5. Cached Identities¶
In standard Fabric, every endorsement carries the full X.509 certificate of the signer (~1KB in PEM format). Cached identities allow endorsers to send a short identity ID instead, reducing bandwidth from ~1KB to ~80 bytes per endorsement.
Wire Format¶
The Identity message in each EndorsementWithIdentity uses one of two formats:
| Field | Certificate Format | Cached ID Format |
|---|---|---|
msp_id |
"Org1MSP" |
"Org1MSP" |
creator |
certificate: full X.509 cert (~1KB) |
certificate_id: hex SHA256 string (64 chars) |
| Bandwidth per endorsement | ~1,000 bytes | ~80 bytes |
Endorsement with cached ID:
// Without caching — full certificate (~1KB)
eid.Identity = msppb.NewIdentity("Org1MSP", certPEMBytes)
// With caching — identity ID (64 bytes)
eid.Identity = msppb.NewIdentityWithIDOfCert("Org1MSP", certIDHex)
The identity ID is computed as hex(SHA256(cert.Raw)) where cert.Raw is the DER-encoded certificate
bytes (not PEM).
Provisioning¶
Cached identities are provisioned through the channel configuration. Each organization's MSP folder
includes a knowncerts/ directory containing the certificates of its known endorsers. These
certificates are included in the FabricMSPConfig.known_certs field:
message FabricMSPConfig {
// ... other fields ...
repeated bytes known_certs = 12; // Pre-registered endorser certificates
}
Add endorser certificates to the knowncerts/ directory in the organization's MSP folder before
generating the channel configuration. The endorser computes its own certificate ID using the same
hex(SHA256(cert.Raw)) formula to include in endorsements.

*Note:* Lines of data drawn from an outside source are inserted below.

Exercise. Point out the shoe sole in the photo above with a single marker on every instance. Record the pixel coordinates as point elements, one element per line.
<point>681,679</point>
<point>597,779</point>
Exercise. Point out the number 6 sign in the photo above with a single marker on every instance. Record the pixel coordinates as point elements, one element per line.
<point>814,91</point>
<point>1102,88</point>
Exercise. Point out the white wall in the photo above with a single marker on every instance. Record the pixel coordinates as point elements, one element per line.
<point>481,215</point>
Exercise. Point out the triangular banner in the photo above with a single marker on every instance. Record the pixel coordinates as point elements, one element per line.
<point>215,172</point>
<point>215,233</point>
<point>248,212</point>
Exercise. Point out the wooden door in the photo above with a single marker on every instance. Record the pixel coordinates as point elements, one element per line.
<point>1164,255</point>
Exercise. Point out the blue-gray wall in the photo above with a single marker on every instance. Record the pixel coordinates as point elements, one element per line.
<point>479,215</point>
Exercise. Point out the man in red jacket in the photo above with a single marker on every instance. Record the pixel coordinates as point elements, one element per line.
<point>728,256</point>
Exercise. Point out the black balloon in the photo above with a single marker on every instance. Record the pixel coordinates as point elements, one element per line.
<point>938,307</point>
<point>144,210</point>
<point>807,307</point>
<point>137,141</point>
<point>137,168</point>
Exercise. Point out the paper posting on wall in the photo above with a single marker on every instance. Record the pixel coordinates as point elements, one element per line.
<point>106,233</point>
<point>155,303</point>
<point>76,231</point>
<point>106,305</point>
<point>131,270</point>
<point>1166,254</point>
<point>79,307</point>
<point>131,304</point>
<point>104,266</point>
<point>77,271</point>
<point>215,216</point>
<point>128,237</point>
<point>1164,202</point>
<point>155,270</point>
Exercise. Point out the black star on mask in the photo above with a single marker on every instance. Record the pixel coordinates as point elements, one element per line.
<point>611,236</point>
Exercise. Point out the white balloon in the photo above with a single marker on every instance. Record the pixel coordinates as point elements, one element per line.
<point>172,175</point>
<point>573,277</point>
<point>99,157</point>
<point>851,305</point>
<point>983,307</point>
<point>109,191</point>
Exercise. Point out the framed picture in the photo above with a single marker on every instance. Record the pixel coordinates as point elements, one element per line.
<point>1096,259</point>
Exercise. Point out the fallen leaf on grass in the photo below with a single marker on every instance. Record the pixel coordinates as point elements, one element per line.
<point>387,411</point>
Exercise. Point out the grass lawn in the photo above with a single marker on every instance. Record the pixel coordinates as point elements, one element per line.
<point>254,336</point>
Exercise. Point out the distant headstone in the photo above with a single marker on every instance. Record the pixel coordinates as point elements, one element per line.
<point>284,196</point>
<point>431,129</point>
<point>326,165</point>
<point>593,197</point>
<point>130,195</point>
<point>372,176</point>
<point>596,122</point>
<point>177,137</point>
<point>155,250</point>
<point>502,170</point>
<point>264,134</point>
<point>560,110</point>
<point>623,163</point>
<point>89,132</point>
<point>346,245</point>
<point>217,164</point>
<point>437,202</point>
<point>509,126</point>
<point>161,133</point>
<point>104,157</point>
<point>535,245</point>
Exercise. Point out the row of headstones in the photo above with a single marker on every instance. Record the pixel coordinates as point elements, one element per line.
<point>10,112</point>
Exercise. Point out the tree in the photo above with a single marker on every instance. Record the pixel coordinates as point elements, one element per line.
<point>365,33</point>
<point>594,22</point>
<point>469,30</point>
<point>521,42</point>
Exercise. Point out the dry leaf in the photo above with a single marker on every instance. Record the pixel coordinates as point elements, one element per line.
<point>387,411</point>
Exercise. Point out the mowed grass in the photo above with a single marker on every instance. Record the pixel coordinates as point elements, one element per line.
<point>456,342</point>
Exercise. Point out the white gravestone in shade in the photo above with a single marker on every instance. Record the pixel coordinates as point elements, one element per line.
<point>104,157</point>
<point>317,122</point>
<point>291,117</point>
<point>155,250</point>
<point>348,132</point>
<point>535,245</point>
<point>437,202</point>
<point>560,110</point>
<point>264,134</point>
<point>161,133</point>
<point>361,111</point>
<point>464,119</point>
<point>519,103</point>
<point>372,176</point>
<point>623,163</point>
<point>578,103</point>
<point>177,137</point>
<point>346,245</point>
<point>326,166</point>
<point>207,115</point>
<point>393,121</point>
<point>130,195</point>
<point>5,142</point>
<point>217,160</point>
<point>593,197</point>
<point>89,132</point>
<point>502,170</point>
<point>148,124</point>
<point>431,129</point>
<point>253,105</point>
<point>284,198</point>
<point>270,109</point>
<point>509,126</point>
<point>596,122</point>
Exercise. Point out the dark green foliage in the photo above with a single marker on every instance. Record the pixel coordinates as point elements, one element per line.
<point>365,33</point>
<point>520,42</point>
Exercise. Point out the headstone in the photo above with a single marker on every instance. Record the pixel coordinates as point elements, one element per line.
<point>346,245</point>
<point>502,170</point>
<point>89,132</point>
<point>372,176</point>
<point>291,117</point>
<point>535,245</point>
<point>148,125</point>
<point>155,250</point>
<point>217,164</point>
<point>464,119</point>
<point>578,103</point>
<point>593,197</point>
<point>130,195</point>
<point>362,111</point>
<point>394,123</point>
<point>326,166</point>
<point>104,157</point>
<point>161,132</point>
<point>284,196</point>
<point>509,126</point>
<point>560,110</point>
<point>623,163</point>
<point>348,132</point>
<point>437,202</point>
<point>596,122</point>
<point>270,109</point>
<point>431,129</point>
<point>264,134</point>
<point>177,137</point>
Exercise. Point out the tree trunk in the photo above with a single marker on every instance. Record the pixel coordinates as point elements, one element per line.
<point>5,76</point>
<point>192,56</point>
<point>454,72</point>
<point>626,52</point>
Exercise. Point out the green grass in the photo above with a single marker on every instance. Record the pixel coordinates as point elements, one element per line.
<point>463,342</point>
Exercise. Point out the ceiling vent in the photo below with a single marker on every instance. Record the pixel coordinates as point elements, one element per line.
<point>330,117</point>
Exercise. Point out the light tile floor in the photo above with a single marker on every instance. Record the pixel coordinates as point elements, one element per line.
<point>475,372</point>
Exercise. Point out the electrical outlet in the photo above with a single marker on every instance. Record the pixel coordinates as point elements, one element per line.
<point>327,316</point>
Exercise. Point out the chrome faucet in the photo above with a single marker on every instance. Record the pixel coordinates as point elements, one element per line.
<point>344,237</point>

When a new config block arrives (e.g., adding a new endorser certificate to known_certs), the MSP
is re-initialized with the updated identity mappings.
Recommendation: Cached identities are recommended for all production deployments where the same signers endorse transactions repeatedly. The bandwidth savings compound with TPS and endorser count.
6. Policy Lifecycle¶
Creating Namespace Policies¶
Namespace policies are defined through transactions in the _meta namespace.

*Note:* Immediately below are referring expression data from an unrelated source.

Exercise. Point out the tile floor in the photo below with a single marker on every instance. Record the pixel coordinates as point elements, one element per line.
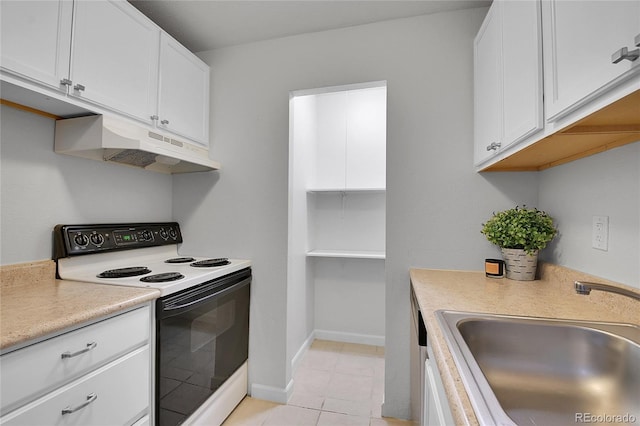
<point>335,384</point>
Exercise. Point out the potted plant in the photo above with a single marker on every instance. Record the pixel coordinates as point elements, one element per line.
<point>520,233</point>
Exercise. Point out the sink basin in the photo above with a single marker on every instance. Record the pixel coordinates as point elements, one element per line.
<point>543,371</point>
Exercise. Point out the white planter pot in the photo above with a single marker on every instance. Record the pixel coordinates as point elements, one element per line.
<point>520,265</point>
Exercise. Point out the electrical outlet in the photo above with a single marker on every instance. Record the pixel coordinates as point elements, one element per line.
<point>600,233</point>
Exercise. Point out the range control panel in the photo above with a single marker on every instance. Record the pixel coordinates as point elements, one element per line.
<point>71,240</point>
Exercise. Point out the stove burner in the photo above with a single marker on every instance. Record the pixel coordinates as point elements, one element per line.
<point>124,272</point>
<point>207,263</point>
<point>179,260</point>
<point>161,278</point>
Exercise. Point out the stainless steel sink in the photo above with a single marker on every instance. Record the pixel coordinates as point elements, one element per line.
<point>540,371</point>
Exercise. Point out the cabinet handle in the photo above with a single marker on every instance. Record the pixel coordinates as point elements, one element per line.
<point>68,354</point>
<point>624,53</point>
<point>90,398</point>
<point>493,146</point>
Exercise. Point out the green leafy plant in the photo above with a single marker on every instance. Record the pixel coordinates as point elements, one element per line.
<point>520,228</point>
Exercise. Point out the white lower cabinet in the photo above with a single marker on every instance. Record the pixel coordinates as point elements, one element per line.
<point>115,394</point>
<point>99,374</point>
<point>436,404</point>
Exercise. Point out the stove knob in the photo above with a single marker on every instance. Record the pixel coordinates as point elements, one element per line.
<point>96,239</point>
<point>81,240</point>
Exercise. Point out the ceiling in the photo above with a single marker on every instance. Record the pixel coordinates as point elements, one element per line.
<point>203,25</point>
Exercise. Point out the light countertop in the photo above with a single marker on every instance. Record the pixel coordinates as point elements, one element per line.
<point>550,296</point>
<point>33,304</point>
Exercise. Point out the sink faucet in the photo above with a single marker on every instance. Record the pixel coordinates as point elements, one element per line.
<point>585,287</point>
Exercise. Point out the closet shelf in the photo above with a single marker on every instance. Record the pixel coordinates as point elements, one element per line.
<point>351,254</point>
<point>350,190</point>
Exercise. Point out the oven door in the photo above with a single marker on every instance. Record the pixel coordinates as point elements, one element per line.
<point>202,339</point>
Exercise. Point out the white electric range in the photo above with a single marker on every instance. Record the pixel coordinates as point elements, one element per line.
<point>201,318</point>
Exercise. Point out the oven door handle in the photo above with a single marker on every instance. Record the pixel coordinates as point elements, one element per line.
<point>169,311</point>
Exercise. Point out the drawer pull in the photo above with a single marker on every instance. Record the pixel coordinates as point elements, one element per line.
<point>68,354</point>
<point>90,398</point>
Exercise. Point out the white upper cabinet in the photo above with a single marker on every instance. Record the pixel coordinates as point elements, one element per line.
<point>36,40</point>
<point>580,39</point>
<point>366,138</point>
<point>522,70</point>
<point>115,57</point>
<point>103,56</point>
<point>183,104</point>
<point>488,87</point>
<point>508,77</point>
<point>350,140</point>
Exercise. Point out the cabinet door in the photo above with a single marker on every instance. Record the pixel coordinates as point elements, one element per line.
<point>522,70</point>
<point>115,57</point>
<point>36,37</point>
<point>579,39</point>
<point>488,86</point>
<point>183,106</point>
<point>330,141</point>
<point>366,138</point>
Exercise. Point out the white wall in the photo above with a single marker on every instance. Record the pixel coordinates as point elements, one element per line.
<point>436,203</point>
<point>41,189</point>
<point>300,288</point>
<point>607,184</point>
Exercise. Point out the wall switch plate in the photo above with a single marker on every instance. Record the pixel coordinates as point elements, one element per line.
<point>600,233</point>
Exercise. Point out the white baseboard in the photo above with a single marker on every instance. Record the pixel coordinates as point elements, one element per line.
<point>219,405</point>
<point>344,337</point>
<point>272,393</point>
<point>297,358</point>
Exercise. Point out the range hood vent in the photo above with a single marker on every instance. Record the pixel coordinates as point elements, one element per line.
<point>108,138</point>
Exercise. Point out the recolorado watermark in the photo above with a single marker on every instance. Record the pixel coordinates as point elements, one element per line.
<point>605,418</point>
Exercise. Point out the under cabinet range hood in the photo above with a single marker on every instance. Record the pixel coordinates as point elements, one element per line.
<point>108,138</point>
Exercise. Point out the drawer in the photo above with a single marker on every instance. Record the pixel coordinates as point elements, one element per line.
<point>115,394</point>
<point>31,372</point>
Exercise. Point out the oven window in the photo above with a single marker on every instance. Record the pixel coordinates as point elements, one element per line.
<point>198,350</point>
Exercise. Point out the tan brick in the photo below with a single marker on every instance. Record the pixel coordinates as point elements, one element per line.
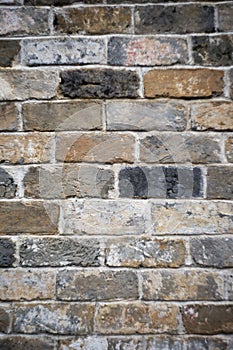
<point>26,285</point>
<point>101,148</point>
<point>137,317</point>
<point>212,116</point>
<point>184,83</point>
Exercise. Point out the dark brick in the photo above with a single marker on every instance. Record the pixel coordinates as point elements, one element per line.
<point>174,19</point>
<point>213,252</point>
<point>99,83</point>
<point>7,251</point>
<point>59,252</point>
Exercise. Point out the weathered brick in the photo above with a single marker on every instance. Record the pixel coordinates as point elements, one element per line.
<point>25,148</point>
<point>182,285</point>
<point>214,252</point>
<point>145,252</point>
<point>93,20</point>
<point>186,217</point>
<point>7,252</point>
<point>63,181</point>
<point>173,19</point>
<point>104,217</point>
<point>213,51</point>
<point>146,116</point>
<point>97,285</point>
<point>63,51</point>
<point>95,147</point>
<point>99,83</point>
<point>29,217</point>
<point>24,21</point>
<point>53,318</point>
<point>180,148</point>
<point>19,84</point>
<point>219,182</point>
<point>49,116</point>
<point>160,182</point>
<point>212,116</point>
<point>136,317</point>
<point>147,51</point>
<point>225,13</point>
<point>184,83</point>
<point>208,319</point>
<point>26,285</point>
<point>59,252</point>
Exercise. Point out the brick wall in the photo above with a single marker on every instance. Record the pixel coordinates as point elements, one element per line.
<point>116,151</point>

A meta namespace transaction contains key-value pairs where:
- Key: The namespace ID (e.g.,
"my_namespace") - Value: Serialized
NamespacePolicyprotobuf (either a ThresholdRule or MspRule)
Meta namespace transactions are governed by the channel-level LifecycleEndorsement policy (see §4, Channel Policies).
Namespace ID Constraints¶
Namespace IDs must satisfy the following constraints:
| Constraint | Rule |
|---|---|
| Length | 1 to 60 characters |
| Allowed characters | Lowercase letters (a-z), digits (0-9), underscores (_) |
| Pattern | ^[a-z0-9_]+$ |
| Reserved names | _meta and _config cannot be used as namespace IDs |
The 60-character limit derives from PostgreSQL's identifier length limit (NAMEDATALEN - 1 = 63),
minus the 3-character ns_ prefix used for namespace tables in the state database.